Die Lethargie schwebt in der Luft
und alles scheint befallen.
Nur der Beton steht wo er wuchs,
mit seinen starren Krallen,
tief im Erdreich eingegraben,
alle Farbe aus ihm zehrend
und der Phantasie im Geiste,
den Weg in diese Stadt versperrend.
Atme schwer den Staub vom Boden,
in die Lunge, in das Blut.
Gestank von faulen Tierkadavern,
den Duft vom Ende allen Muts.
Atme schwer den sauren Regen,
der sich auf die Stadt ergiesst
und in einem kleinen Strome
direkt ins letzte Erdreich fliesst.
Auf dass der Boden sich vergifte
und ein neues Steingeschwür
aus ihm wachsen, blühen möge,
eh das Grün den Grund berührt.
Auf dass diese Fiktion von Leben
ewig in den Köpfen thront,
und den Menschen für sein Werk
mit kargem Grau im Grau belohnt.

Traduction des paroles

Les routes se plient,
couler à travers la Brume de Lumière.
L'Image est trompeuse, semble hypocrite,
parce que c'est vrai, ce n'est pas ça.
Ma parole se heurte au scintillement fatigué.
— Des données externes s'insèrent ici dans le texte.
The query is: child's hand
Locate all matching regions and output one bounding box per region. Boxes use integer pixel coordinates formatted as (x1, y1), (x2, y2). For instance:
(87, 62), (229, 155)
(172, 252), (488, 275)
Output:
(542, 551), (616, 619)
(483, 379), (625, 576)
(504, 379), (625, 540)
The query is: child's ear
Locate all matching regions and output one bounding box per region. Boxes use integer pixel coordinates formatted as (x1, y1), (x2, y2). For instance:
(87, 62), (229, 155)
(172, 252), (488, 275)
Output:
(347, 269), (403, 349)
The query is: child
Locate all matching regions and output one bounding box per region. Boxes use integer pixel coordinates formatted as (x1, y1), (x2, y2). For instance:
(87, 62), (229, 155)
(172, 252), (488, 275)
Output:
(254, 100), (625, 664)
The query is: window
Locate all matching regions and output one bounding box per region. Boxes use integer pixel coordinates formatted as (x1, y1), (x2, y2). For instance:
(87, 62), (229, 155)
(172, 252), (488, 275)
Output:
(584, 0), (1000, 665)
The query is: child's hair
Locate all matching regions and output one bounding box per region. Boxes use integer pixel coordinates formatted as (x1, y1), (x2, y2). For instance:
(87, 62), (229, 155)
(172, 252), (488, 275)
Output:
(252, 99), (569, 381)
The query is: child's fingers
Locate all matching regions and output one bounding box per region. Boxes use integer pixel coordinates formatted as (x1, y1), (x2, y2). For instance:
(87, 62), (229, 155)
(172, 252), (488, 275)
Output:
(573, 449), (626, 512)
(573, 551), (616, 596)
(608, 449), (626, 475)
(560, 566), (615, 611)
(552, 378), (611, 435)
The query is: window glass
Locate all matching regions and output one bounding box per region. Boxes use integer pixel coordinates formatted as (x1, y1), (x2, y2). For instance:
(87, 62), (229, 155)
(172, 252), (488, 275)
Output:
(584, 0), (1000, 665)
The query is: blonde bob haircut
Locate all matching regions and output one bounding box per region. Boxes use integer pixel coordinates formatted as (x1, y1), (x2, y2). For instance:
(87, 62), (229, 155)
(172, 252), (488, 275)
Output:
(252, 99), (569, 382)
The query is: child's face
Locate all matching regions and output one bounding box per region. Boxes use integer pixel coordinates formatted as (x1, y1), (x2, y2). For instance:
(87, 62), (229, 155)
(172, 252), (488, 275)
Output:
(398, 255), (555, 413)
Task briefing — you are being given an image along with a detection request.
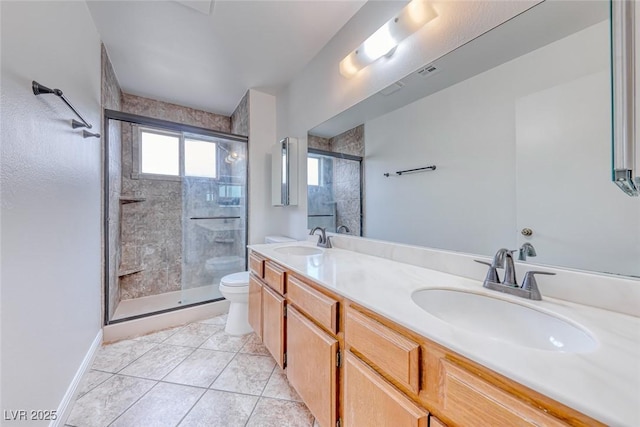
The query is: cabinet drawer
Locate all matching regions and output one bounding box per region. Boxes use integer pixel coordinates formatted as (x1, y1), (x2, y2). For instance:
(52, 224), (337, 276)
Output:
(264, 261), (285, 295)
(440, 359), (566, 427)
(249, 252), (264, 279)
(287, 276), (338, 334)
(429, 415), (447, 427)
(344, 351), (429, 427)
(345, 310), (420, 393)
(287, 307), (338, 426)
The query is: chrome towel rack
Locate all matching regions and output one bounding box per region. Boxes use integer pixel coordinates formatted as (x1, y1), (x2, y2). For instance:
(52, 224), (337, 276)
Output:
(31, 80), (100, 138)
(384, 165), (436, 178)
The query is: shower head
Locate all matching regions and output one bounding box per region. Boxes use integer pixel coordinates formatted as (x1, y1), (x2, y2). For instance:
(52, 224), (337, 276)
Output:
(31, 80), (62, 96)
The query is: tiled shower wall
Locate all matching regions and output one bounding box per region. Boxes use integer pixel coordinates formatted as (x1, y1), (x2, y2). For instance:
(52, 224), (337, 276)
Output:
(308, 125), (364, 236)
(329, 125), (364, 236)
(101, 45), (122, 317)
(231, 91), (249, 136)
(119, 93), (244, 299)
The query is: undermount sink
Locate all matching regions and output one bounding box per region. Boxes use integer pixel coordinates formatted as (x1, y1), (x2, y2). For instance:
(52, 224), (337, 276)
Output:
(411, 289), (597, 353)
(274, 246), (322, 256)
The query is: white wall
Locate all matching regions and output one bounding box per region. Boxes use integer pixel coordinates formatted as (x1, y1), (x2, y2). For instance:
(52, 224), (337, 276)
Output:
(364, 21), (640, 276)
(248, 89), (288, 244)
(0, 1), (101, 426)
(277, 0), (539, 238)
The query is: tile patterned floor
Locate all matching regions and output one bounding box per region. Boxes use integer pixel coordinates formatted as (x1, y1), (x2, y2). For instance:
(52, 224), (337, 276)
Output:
(66, 315), (316, 427)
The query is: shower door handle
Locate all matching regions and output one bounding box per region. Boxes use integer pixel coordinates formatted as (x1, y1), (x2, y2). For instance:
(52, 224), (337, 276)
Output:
(611, 0), (640, 196)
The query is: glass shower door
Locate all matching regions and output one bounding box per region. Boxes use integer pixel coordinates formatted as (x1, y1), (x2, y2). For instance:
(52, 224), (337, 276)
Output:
(181, 135), (247, 304)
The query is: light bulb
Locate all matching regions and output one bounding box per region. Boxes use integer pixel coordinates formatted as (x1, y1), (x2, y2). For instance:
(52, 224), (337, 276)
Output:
(363, 23), (397, 61)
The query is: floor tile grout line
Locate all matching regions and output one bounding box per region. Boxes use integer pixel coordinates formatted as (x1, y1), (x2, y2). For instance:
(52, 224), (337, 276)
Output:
(157, 348), (198, 381)
(118, 344), (197, 381)
(114, 343), (160, 374)
(201, 342), (239, 389)
(107, 378), (160, 427)
(244, 358), (278, 427)
(260, 360), (279, 397)
(176, 389), (209, 427)
(76, 368), (115, 401)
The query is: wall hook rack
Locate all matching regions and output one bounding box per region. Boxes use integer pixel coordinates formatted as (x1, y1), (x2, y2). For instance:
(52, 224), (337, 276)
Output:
(384, 165), (436, 178)
(82, 129), (100, 139)
(31, 80), (100, 138)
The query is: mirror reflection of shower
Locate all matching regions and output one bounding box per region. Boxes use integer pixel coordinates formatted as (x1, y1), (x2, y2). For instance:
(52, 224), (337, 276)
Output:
(307, 148), (362, 236)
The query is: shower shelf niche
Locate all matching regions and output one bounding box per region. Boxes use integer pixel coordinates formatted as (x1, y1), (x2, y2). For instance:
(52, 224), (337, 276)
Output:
(118, 268), (144, 277)
(120, 196), (147, 205)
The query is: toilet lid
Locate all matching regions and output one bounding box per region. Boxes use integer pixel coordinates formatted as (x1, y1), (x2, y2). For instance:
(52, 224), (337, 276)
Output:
(220, 271), (249, 286)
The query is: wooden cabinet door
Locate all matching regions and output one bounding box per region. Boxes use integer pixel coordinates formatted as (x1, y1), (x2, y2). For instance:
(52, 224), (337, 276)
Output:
(287, 306), (340, 427)
(249, 275), (262, 339)
(262, 286), (285, 368)
(343, 351), (429, 427)
(440, 359), (566, 427)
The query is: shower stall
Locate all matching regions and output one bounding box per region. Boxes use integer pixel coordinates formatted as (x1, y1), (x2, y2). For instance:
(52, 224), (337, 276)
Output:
(104, 110), (247, 324)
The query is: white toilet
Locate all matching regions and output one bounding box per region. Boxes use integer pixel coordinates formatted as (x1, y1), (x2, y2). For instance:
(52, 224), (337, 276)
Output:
(219, 236), (295, 335)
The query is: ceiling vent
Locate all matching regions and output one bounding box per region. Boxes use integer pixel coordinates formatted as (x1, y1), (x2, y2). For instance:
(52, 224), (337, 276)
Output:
(378, 80), (404, 96)
(418, 64), (440, 77)
(175, 0), (214, 15)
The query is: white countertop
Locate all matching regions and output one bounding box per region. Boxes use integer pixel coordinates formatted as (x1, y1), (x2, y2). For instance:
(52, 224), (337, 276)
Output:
(249, 242), (640, 426)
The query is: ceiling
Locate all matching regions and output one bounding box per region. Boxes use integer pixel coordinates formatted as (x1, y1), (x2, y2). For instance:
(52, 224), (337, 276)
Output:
(87, 0), (366, 115)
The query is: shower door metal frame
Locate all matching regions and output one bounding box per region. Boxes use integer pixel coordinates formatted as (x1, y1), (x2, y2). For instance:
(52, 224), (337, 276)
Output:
(102, 108), (249, 326)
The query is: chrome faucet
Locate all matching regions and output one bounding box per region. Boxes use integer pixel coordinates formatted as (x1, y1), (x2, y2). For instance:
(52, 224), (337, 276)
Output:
(336, 225), (351, 233)
(491, 248), (518, 287)
(518, 242), (537, 261)
(309, 227), (331, 248)
(475, 245), (555, 301)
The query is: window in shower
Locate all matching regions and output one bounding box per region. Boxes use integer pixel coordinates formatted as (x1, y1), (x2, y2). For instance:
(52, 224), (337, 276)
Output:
(307, 148), (362, 236)
(104, 110), (247, 324)
(138, 127), (218, 178)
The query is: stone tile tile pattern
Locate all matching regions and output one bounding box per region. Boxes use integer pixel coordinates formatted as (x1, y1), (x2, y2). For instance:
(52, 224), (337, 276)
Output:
(122, 93), (231, 133)
(307, 125), (364, 236)
(119, 93), (248, 299)
(66, 315), (317, 427)
(329, 125), (364, 157)
(307, 135), (331, 151)
(101, 45), (122, 316)
(231, 91), (249, 136)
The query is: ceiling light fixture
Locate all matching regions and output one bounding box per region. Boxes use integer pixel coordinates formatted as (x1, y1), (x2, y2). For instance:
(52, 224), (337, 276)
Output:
(340, 0), (438, 77)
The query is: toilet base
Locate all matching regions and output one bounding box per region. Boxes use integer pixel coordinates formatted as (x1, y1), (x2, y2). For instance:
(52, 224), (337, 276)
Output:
(224, 302), (253, 335)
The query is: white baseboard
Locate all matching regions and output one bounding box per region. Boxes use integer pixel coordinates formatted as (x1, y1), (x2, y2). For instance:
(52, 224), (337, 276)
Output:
(49, 329), (102, 427)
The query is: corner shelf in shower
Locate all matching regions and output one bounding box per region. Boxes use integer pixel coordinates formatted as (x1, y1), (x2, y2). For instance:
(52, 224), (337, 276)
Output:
(118, 268), (144, 277)
(120, 196), (147, 205)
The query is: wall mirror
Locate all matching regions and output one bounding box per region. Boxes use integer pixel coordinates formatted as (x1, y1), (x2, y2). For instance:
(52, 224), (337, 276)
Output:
(308, 0), (640, 277)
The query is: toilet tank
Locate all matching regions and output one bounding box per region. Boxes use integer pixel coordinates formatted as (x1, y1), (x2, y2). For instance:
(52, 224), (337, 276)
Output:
(264, 236), (296, 243)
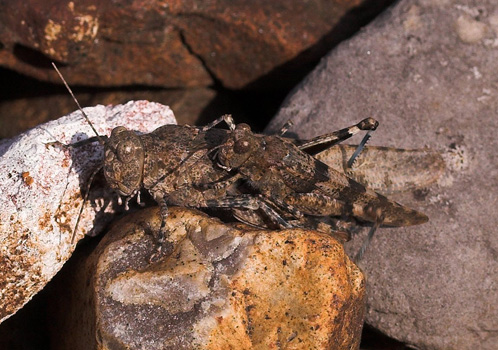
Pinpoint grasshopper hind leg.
[353,210,384,264]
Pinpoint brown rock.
[0,0,362,88]
[49,208,365,349]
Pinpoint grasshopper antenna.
[52,62,105,145]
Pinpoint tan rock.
[49,208,365,349]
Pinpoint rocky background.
[0,0,498,349]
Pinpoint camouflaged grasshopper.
[55,63,438,260]
[210,118,436,260]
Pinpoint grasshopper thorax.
[218,123,261,169]
[104,126,145,197]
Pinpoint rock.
[0,88,216,139]
[0,0,363,89]
[0,101,175,322]
[48,207,365,349]
[270,0,498,349]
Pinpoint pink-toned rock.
[49,208,365,349]
[0,101,175,320]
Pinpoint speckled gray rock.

Des lanternes lueur froide,
plongé dans le rouge la réalité.
L'obscurité devrait être plus sombre,
la réflexion étouffe dans la pierre,
à l'image de notre vie,
dans la fiction de L'Harmonie,
dans les néons de la vie de rue,
sur le tapis rouge de la Tristesse,
qui traverse les ruelles
et grandi sur le béton,
s'enfuit dans toutes les chambres.
La léthargie plane dans l'air
et tout semble infesté.
Seul le béton se trouve où il a grandi,
avec ses Griffes rigide,
profondément enfoui dans le sol,
dévorant toute la couleur de lui
et L'imagination dans L'esprit,
bloquer le chemin vers cette ville.
Respirez fortement la poussière du sol,
dans les poumons, dans le sang.
Puanteur des carcasses d'animaux pourris,
le parfum de la fin de tous les courage.
Respirez fort la pluie acide,
qui se déverse sur la ville
et dans un petit ruisseau
directement dans la dernière Terre coule.
Pour que le sol s'empoisonne
et une nouvelle fureur de Pierre
de lui grandir, fleurir,
eh le vert touche le fond.
Sur que cette fiction de la vie
éternellement perché dans les esprits,
et l'homme pour son œuvre
récompensé par un gris maigre dans le gris.